Hi im just interested to hear how other peoples GP's deal with Infections. I have recently had two different infections the first resulted in me been admitted into hospital and given IV antibotics after been refused antibiotics by the GP. The second has been less serious and was an ear infection which has basically got worse rather then improved again anti-biotics were refused but after going back they have been issued.

On both occasions I have visited the doctor and explained im on immune suppressant medication, anti- inflammatorys and steroids etc and said I feel I have an infection and both times I have been told "you have no temperature therefore no infection" I understand temperature is a sign of infection but the gp doesnt seem to take into account the medication I take which from my understanding can mask signs of infection?

Do other lupus patients have the same problem? The first infection frightened me as I was so poorly so quickly and I believe it could have been avoided if anti-biotics had been given straight away. Should I get my rhuemy to write to my GP and explain the medication im on?


5 Replies

  • If you can't get anti biotics, eat a lot of raw garlic. Natural anti biotic. I actually have a bottle of oil with garlic in it made from a company for ear infections naturally. Just a thought. My daughter gets at infections often from too much wax in her ear. Natural ear pain healer works everytime. Might work if you get it before it's real bad and you need anti biotics. Sorry for your troubles.

  • That's the only thing with gps not all know about lupus. When I have to go to my gp I ask to see te main to as they know about the illness and they are the ones that knew something was right last year when I had a major sevre flare up before I got diagnosed. Your rhuemy should be sending letters to your gp anyway so they have everything on system.
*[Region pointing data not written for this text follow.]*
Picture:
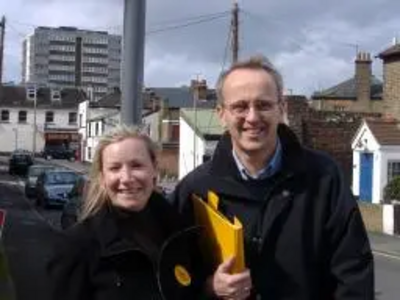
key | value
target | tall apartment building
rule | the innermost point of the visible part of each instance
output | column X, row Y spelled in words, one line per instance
column 70, row 57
But no harm in asking.

    I'm suffering with two different infections at the moment and I've been doctors once about it got given antibotics and something else but they have not worked so went back Wednesday and got straight referral to specialist as I'm on steroids and microphelate (how ever you spell it).

    Hope all gets sorted no fun being in pain and discomfort

  • Good question!

    I'm lucky because the gp I work most closely with has been very sensible & supportive. Because I've been predisposed to certain infections for decades, my gp lets me have the appropriate prescription antibiotics at hand here at home. E.g. Flucloxacillin for osteomyelitis, Cefalexin for UTIs, and topical antibiotics for eyes, nose, skin. Otherwise, for unusual infections, I log my symptoms & either see a gp right away, or use the out of hours service.

    But, even when I'm dealing with one of my recurrent infections, I am very conscientious about the protocol I follow when deciding I need to actually use the antibiotics I have at home (I keep a symptom log, and include relevant home tests (ursine reagent strips, temperature, photos of anything visual). And I check in with the gp by phone message or by using the surgery out of hours service.

    Natura's point re infection prevention is a good one. Eg for years I've followed a strict regime of UTI prevention which includes supplements, diet, pelvic floor exercises, life style practices and various prescription topicals etc etc, and I know this regime IS effective, but even so infection can get round it! And my understanding is that if we are actually on pred or an immunosuppressant, my understanding is that we need urgent consideration by a member of your medical team

    Oddly enough, I'm off to the surgery today to discuss this very question with my gp...having just had to use my box of cefalexin for a UTI, and now I have a gum infection which isn't responding to my usual treatments and I don't trust my dentist to know how to handle infection in someone with my patient profile

    The way you're being handled by your surgery sounds very casual and uninformed...I hope you can sort this looking forward to reading the replies you get

  • Hi everyone thanks for the replies. My GPs are not very good when it comes to Lupus. I have considered moving but I dont know if ill have the same problem at a new practise.

    I also thought if you were on immune suppressant medication and you thought you had an infection you were not to be left. With this last infection the receptionist wanted me to wait 3 weeks to be seen! Thank goodness I didnt have to wait that long but it bugs me that you ring because you dont feel well then you have to fight to get some help.

    Its interesting to hear what other people experience

  • first u stoped earp ohones use and get well wishess dr and used natural food and live u take care in house and public placess to prevent bactria and microbes .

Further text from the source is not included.